External Demand Picks Up After Q3 Surge in Service Payments
External demand was unexpectedly revised up but only slightly. Net exports of goods and services — exports minus imports — made a positive 0.4 percentage point contribution (revised up from 0.3 point) to the total domestic output in the fourth quarter after pushing down the GDP by a sharp 0.6 point in the third quarter.
Japanese exports posted a fifth straight quarterly gain, up 1.5% (revised up from 1.4%), in October-December, with the pace of increase decelerating from 2.5% in July-September. Imports marked their first drop in five quarters, down a slight 0.4%, after a 5.5% surge in the previous quarter led by service payments.
The number of visitors from other countries has continued to pick up since the government eased its Covid border control rules in October, leading to higher spending by foreign visitors, which is counted as exports.

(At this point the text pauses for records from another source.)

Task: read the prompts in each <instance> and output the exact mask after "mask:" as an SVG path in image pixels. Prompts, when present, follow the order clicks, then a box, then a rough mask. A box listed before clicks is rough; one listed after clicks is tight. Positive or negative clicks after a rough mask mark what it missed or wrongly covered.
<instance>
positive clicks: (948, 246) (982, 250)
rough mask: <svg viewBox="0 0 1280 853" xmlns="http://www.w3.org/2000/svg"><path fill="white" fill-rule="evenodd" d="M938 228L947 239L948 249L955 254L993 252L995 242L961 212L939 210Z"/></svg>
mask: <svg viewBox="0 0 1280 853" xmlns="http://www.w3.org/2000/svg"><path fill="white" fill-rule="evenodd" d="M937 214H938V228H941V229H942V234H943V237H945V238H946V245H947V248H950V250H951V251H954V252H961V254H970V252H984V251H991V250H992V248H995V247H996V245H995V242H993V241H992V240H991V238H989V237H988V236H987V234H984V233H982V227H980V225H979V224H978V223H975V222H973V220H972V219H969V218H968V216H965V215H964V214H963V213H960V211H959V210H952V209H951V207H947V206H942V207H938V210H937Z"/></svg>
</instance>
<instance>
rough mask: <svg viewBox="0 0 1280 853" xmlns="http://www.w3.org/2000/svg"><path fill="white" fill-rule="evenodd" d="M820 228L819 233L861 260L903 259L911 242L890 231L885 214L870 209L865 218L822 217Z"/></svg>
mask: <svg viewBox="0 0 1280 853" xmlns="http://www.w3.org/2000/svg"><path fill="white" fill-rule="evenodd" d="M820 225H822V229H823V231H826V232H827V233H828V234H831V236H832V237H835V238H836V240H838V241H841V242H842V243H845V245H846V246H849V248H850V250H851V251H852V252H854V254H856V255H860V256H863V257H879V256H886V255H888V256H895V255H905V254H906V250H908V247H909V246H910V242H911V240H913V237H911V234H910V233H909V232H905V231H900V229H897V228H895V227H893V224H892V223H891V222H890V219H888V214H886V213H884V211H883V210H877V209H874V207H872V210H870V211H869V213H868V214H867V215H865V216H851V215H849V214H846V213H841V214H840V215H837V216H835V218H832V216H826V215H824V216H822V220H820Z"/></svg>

Drop in Private Inventories Pulls Down GDP; Public Works Revised Up
Private-sector inventories provided a negative 0.5 percentage point contribution to the October-December GDP, as seen in the preliminary data, after pushing up the third quarter GDP by 0.1 point. Forecasts for the second reading ranged from 0.6% to 0.3% decreases. Companies appeared to have used built-up inventories to meet shipment needs.
Public works spending recorded a 0.3% drop (revised up from a 0.5% fall) on the quarter in October-December after rising 0.7% in July-September and marking its first quarter-on-quarter rise in five quarters, up 0.6%, in April-June, when the government implemented projects included in the supplementary budget from the previous 2021 fiscal year. It was forecast to be revised up to a slight 0.1% dip (forecasts ranged from a 0.3% drop to a 0.1% rise).
Public investment trimmed the fourth-quarter total domestic output only slightly by a negative 0.0 percentage point after making zero contribution to the GDP in each of the previous two quarters.